- Directed by: Hal Yates Doran Cox (assistant)
- Screenplay by: Hal Yates Felix Adler
- Produced by: George Bilson
- Starring: Jack Paar Leon Errol
- Cinematography: J. Roy Hunt Frank Redman Jack MacKenzie G. W. Bitzer Arthur Marvin
- Edited by: Edward W. Williams Jay Whittredge
- Music by: Constantin Bakaleinikoff
- Production company: RKO Radio Pictures
- Release date: March 21, 1951 (US);
- Running time: 61 minutes
- Country: United States
- Language: English

= Footlight Varieties =

1951 film directed by Hal Yates

Footlight Varieties is the third of four titles in RKO Radio Pictures' series of variety features, combining previously filmed shorts with new musical numbers, introduced by master of ceremonies Jack Paar. The new footage was directed by Hal Yates and written by Yates and Felix Adler.

==Summary==
Footlight Varieties has no storyline; the film simulates a variety hour as might be seen in a theater or on television. Jack Paar delivers an opening monologue, and introduces a big-band number by Frankie Carle and his orchestra (from the 1947 musical short Carle Comes Calling). The Sportsmen quartet sings three selections, and there is a display of comic trick photography by Weegee. Leon Errol is seen in a lengthy extract from his 1944 two-reel comedy He Forgot to Remember. In a comedy sketch, Red Buttons plays a contestant on a radio quiz show, opposite emcee Paar. A silent-movie revival taken from Flicker Flashbacks #12 (1945) presents "Confidence", filmed by D. W. Griffith in 1909, with wisecracking narration by Jack Paar. Liberace performs classical and boogie-woogie piano. Inesita offers a solo flamenco dance.
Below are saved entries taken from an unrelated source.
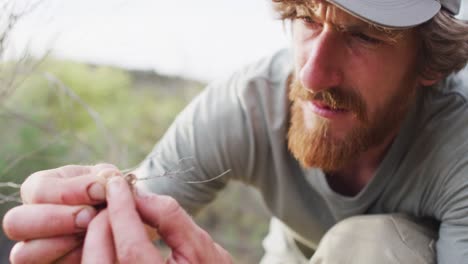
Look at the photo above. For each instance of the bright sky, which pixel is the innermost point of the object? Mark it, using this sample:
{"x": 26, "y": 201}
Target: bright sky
{"x": 197, "y": 38}
{"x": 202, "y": 39}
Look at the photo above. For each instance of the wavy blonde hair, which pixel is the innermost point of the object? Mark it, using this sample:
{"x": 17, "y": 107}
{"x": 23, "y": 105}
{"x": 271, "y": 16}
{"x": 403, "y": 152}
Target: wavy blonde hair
{"x": 444, "y": 39}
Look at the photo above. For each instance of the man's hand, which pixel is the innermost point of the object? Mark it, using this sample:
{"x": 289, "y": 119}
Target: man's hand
{"x": 125, "y": 240}
{"x": 58, "y": 206}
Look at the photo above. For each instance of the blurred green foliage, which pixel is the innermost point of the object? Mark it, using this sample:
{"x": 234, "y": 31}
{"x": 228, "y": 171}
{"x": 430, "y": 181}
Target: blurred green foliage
{"x": 74, "y": 113}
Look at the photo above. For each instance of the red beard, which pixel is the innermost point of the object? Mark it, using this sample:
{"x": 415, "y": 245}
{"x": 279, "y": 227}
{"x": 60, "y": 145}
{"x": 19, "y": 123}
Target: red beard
{"x": 317, "y": 148}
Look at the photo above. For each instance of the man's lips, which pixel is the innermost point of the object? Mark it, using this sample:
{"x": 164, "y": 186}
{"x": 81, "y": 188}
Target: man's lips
{"x": 322, "y": 105}
{"x": 322, "y": 109}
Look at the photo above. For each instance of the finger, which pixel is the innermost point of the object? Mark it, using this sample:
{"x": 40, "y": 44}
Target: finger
{"x": 178, "y": 230}
{"x": 99, "y": 244}
{"x": 132, "y": 243}
{"x": 164, "y": 213}
{"x": 43, "y": 250}
{"x": 70, "y": 185}
{"x": 74, "y": 257}
{"x": 27, "y": 222}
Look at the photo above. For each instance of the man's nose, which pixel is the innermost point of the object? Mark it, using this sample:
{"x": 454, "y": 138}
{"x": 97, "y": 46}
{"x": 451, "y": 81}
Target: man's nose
{"x": 323, "y": 66}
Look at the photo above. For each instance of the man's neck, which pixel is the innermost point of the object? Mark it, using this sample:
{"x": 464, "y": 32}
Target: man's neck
{"x": 353, "y": 177}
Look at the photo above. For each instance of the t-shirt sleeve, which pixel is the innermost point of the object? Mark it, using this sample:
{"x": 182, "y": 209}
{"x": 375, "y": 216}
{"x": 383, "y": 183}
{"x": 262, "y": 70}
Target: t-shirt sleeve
{"x": 214, "y": 135}
{"x": 452, "y": 245}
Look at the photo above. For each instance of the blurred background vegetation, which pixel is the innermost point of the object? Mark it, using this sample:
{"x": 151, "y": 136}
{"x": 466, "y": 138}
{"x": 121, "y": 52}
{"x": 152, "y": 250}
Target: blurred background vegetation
{"x": 62, "y": 112}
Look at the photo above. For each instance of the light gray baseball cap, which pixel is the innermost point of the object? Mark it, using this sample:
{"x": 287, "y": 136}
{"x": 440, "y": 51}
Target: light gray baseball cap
{"x": 397, "y": 13}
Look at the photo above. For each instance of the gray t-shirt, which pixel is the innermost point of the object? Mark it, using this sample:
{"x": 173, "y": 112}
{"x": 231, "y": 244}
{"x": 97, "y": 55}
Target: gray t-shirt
{"x": 240, "y": 124}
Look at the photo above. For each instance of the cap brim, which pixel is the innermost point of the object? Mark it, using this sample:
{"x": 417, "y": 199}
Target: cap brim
{"x": 391, "y": 13}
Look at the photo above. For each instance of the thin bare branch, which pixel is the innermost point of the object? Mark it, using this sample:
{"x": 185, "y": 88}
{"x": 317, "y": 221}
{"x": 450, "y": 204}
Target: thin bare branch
{"x": 113, "y": 149}
{"x": 12, "y": 164}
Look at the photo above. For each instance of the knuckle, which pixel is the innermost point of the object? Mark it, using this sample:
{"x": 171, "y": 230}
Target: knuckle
{"x": 224, "y": 255}
{"x": 169, "y": 204}
{"x": 128, "y": 252}
{"x": 101, "y": 166}
{"x": 17, "y": 254}
{"x": 31, "y": 188}
{"x": 10, "y": 223}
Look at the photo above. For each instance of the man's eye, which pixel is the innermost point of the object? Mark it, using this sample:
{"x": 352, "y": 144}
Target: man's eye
{"x": 365, "y": 38}
{"x": 308, "y": 20}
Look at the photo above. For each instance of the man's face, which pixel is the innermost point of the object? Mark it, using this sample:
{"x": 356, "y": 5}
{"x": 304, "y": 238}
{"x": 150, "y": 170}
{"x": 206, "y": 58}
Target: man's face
{"x": 352, "y": 86}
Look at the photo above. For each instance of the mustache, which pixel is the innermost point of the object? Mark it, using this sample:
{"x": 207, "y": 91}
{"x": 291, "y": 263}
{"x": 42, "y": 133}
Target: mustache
{"x": 334, "y": 97}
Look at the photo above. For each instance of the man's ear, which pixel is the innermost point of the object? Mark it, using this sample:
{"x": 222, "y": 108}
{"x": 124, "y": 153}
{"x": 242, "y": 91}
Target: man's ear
{"x": 426, "y": 81}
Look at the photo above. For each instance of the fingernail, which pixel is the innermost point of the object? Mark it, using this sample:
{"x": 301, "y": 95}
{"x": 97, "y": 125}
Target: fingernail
{"x": 83, "y": 217}
{"x": 97, "y": 191}
{"x": 142, "y": 193}
{"x": 107, "y": 173}
{"x": 114, "y": 185}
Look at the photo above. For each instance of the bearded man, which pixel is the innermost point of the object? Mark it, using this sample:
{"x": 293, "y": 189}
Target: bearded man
{"x": 356, "y": 139}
Then-current jukebox favorites Jerry Murad's Harmonicats play "Fantasie Impromptu" and "The Galloping Comedians". Dancer Grace Romanos demonstrates "The Love Rumba", a roughhouse comedy routine with Paar on the receiving end of her sharp slaps and blows. A production number with eccentric dancers Buster West and Melissa Mason (from 1938's Radio City Revels) is followed by a closing song by the Sportsmen.

==Reception==
"Vaudeville has slowly been returning to some theaters," reported Motion Picture Daily, "and now RKO in films has done something about its return in Footlight Varieties, a spirited revue that has entertainment for everyone, as well as good name value for the marquee." The Exhibitor also liked the film: "This entry should have at least one act to please every taste. Paar does a good job, and things move along at a good pace. The film stresses the value of movie entertainment throughout." Trade reviewer Pete Harrison submitted his opinion: "Some of the acts are pretty good, while others just about get by, but being a variety type of show it has something that should please the tastes of the different picture-goers." Film Bulletin was least impressed: "Presumably the basic idea behind his exhumation of the old vaudeville routines is that it offers the kind of fare now being thrown at the unfortunate owners of television sets. But why should moviegoers have to suffer, too?"

==Follow-ups==
Footlight Varieties was followed by the fourth and final film in the "musical revue" series, Merry Mirthquakes, a 68-minute feature that received a limited release in 1953. Liberace appeared in new footage showcasing five piano performances, and he introduced three complete RKO comedy shorts: Groan and Grunt (1950) with Gil Lamb, Lord Epping Returns (1951) with Leon Errol, and Waiting for Baby (1950) with Robert Neil and Suzi Crandall as "The Newlyweds". What makes Merry Mirthquakes unique -- and what keeps it apart from the previous three variety features -- is that RKO allowed exhibitors to customize Merry Mirthquakes for their own local audiences. The three short subjects were not permanent parts of the program but only suggested, and theater managers could substitute other shorts available from RKO's local branch offices. RKO even announced the compilation not as a feature, but as part of its annual short-subjects program.

Columbia Pictures would follow RKO's example by packaging its own assortments of two-reel comedies, customizable for the exhibitor's convenience, under the titles Columbia Laff Hour (1956) and Three Stooges Fun-O-Rama (1959).